The move is the first such action taken since an executive order issued under Donald Trump’s presidency gave the Commerce Department the power to investigate whether certain companies pose a national security risk.

Raimondo said the Commerce Department’s actions demonstrated to America’s adversaries that it would not hesitate to act when “their technology poses a risk to the United States and its citizens.”

While Kaspersky is headquartered in Moscow, it has offices in 31 countries around the world, servicing more than 400 million users and 270,000 corporate clients in more than 200 countries, the Commerce Department said.

As well as banning the sale of Kaspersky’s antivirus software, the Commerce Department also added three entities linked to the firm to a list of companies deemed to be a national security concern, “for their cooperation with Russian military and intelligence authorities in support of the Russian government’s cyber intelligence objectives.”

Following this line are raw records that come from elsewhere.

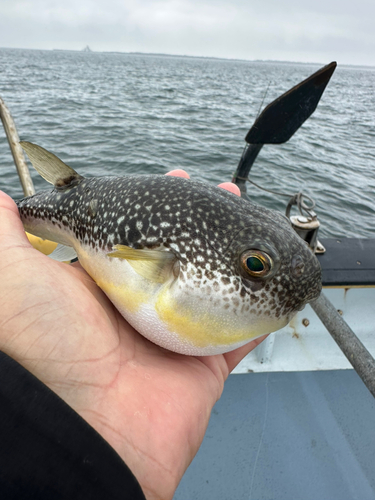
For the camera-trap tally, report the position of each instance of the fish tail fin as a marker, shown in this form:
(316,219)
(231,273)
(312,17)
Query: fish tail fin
(51,168)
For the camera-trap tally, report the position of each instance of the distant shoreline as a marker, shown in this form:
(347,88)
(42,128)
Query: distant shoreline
(182,56)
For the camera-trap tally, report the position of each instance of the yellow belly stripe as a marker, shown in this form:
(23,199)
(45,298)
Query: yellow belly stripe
(124,298)
(201,330)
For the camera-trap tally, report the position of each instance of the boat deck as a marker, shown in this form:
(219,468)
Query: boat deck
(286,436)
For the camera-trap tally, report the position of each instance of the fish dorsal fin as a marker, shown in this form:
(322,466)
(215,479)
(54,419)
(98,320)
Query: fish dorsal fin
(63,253)
(154,265)
(51,168)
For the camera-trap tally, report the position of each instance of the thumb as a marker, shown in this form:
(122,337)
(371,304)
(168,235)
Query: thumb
(12,232)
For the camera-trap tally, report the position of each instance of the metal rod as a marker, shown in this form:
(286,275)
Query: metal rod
(18,156)
(246,162)
(347,340)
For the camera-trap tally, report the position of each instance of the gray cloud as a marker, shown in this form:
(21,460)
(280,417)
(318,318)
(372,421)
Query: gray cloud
(298,30)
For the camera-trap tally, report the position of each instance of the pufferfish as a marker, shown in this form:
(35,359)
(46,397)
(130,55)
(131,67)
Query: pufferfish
(194,268)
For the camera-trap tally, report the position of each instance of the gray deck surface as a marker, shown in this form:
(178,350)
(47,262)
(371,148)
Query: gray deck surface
(287,436)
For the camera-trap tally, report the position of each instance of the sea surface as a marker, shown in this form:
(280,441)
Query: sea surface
(119,114)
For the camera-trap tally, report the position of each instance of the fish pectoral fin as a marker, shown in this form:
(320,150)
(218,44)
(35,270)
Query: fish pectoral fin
(63,253)
(51,168)
(154,265)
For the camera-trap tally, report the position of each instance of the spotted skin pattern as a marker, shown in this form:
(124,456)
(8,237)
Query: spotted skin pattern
(208,304)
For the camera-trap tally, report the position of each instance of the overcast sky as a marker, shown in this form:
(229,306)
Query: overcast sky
(293,30)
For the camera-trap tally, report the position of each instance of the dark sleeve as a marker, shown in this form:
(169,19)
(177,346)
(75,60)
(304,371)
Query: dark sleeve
(47,451)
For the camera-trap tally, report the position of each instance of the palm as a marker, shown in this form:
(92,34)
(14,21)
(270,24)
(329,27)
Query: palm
(151,405)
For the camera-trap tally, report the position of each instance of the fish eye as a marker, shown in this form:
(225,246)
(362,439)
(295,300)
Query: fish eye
(256,263)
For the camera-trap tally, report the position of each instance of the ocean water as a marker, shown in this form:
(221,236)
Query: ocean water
(119,114)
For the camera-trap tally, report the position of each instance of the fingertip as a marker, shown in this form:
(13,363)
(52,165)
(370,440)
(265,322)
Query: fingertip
(232,188)
(178,172)
(10,222)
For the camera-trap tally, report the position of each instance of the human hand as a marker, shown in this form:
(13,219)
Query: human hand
(151,405)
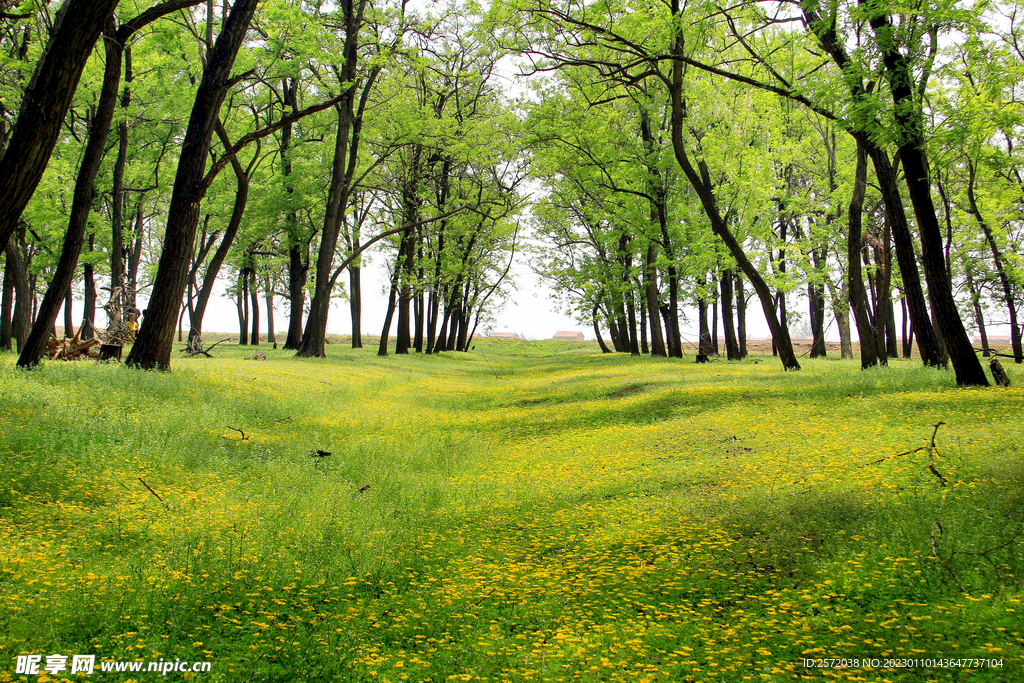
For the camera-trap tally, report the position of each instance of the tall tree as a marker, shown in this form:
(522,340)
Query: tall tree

The Commerce Department said it “strongly encouraged” users to switch to new vendors, although its decision does not ban them from using the software should they choose to do so.

Kaspersky is allowed to continue certain operations in the United States, including providing antivirus updates, until September 29, “in order to minimize disruption to US consumers and businesses and to give them time to find suitable alternatives,” it added.